Metric Learning is defined as learning distance functions over multiple objects. PyTorch Metric Learning (PML) is an open-source library that eases the tedious and time-consuming task of implementing various deep metric learning algorithms. It was introduced by Kevin Musgrave and Serge Belongie of Cornell Tech and Ser-Nam Lim of Facebook AI in August 2020 (research paper).

The flexible and modular design of the PML library enables the implementing various combinations of algorithms in the existing code. Several algorithms can also be combined for a complete train/test workflow. 

Modules of PyTorch Metric Learning

  1. Losses – classes to apply various loss functions
  2. Distances – include classes that compute pairwise distances or similarities between input embeddings
  3. Reducers – specify ways to go from several loss values to a single loss value
  4. Regularizers – applied to weights and embeddings for regularization.
  5. Miners

PML provides two types of mining function:

  • Subset Batch Miners
  • Tuple Miners
  1. Samplers – They are extensions of class.
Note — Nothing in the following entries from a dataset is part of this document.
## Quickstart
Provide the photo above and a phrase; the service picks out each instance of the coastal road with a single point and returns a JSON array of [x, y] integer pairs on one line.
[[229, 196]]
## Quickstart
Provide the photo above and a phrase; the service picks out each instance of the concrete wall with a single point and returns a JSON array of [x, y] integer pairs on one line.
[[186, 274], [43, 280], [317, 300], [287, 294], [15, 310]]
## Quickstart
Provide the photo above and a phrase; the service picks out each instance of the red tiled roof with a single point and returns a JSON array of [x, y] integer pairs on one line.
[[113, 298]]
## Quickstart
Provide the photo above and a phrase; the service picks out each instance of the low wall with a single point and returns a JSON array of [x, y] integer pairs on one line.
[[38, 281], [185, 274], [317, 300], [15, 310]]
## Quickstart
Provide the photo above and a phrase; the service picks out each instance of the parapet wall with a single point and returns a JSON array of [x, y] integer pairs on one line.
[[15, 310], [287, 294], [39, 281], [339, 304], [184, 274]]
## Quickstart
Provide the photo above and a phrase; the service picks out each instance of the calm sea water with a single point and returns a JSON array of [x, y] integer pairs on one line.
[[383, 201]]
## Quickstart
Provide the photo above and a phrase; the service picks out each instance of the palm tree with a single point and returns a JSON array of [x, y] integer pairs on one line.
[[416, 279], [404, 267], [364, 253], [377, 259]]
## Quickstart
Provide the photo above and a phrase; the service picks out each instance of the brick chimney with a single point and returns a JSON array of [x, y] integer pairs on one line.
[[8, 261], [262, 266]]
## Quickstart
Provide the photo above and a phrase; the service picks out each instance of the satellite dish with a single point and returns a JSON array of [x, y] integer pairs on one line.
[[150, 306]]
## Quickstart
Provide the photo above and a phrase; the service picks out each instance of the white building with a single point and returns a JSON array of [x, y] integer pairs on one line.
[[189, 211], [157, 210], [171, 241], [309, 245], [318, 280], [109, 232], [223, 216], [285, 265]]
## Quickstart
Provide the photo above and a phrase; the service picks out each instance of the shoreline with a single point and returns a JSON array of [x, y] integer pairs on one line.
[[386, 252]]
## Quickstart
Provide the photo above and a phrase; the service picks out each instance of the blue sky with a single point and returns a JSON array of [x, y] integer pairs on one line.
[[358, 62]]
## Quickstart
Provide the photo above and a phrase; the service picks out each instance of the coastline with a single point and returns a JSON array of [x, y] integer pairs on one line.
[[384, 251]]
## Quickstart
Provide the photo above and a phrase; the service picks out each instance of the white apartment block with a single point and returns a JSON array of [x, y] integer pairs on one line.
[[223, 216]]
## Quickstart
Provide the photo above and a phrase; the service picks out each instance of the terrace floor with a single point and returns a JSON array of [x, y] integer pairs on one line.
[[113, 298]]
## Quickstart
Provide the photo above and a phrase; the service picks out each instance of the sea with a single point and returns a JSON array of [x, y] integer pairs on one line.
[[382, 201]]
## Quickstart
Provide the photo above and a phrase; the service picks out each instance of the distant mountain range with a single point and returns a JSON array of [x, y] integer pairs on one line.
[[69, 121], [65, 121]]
They determine how batches of samples should be formed.
  2. Trainers – Trainers module provides access to the metric learning algorithms, which require data augmentation, additional networks etc., apart from the loss or mining functions.
  3. Testers – They take a model and dataset as input and find nearest-neighbour based accuracy metrics. (Using testers requires the installation of faiss package)
  4. Utils 
  • AccuracyCalculator class to calculate several accuracy metrics given a query and reference embeddings
  • Inference models: utils.inference comprises classes for finding matching pairs within a batch, or from a set of pairs
  • Logging Presets – The logging_presets module provides hooks for logging data, early stoppage during training, validating and saving models. It requires the record-keeper and tensorboard packages which you need to install as follows:

pip install record-keeper tensorboard

The following figure gives an overview of the main modules of the PML library:

PyTorch Metric Learning modules

Components of a loss function:

PyTorch Metric Learning loss function components

Images’ source: Research paper

Required PyTorch version for PyTorch Metric Learning

  • pytorch-metric-learning >= v0.9.90 requires torch >= 1.6
  • pytorch-metric-learning < v0.9.90 does not have specific version requirement, but was tested with torch >= 1.2

Practical implementation of PyTorch Metric Learning

Here’s a demonstration of using TrainWithClassifier trainer of PML on CIFAR100 dataset. The code has been implemented in Google colab with Python 3.7.10 and torch 1.8.0 versions. Step-wise explanation of the code is as follows:

  1. Install required packages
 #Install PML
 !pip install -q pytorch-metric-learning[with-hooks]
 #Install record keeper for logging information
 !pip install record_keeper 
  1. Import required libraries
 %matplotlib inline
 from pytorch_metric_learning import losses, miners, samplers, trainers, testers
 from pytorch_metric_learning.utils import common_functions
 import pytorch_metric_learning.utils.logging_presets as logging_presets
 import numpy as np
 import torchvision
 from torchvision import datasets, transforms
 import torch
 import torch.nn as nn
 from PIL import Image
 import logging
 import matplotlib.pyplot as plt
 import umap
 from cycler import cycler
 import record_keeper
 import pytorch_metric_learning
 logging.getLogger().setLevel(logging.INFO)

3. Define the model

 class MLP(nn.Module): #multilayer perceptron model
     # sizes[0] is the dimension of input
     # sizes[-1] is the dimension of output
     def __init__(self, layerSizes, final_relu=False):  #constructor method
         super().__init__()  #refer to the base class
         list = []  #list of model layers
         sizes = [int(x) for x in sizes]  #number of neurons in each layer
         num = len(sizes) - 1 #number of layers
        #output layer
         final_relu_layer = num if final_relu else num - 1
         for i in range(len(sizes) - 1):  #for each layer
             ip_size = sizes[i]  #number of input features
             op_size = sizes[i + 1] #number of output features
             if i < final_relu_layer:  #for each intermediate layer
                 #apply ReLu activation function
                #apply linear transformation
                list.append(nn.Linear(ip_size, op_size)) 
#a sequential container for adding modules of the layer = nn.Sequential(*list) 
         self.last_linear =[-1]  #output layer
     def forward(self, x):  #forward propagation

4. Specify device on which torch.Tensor will be allocated

device = torch.device("cuda" if torch.cuda.is_available() else "cpu")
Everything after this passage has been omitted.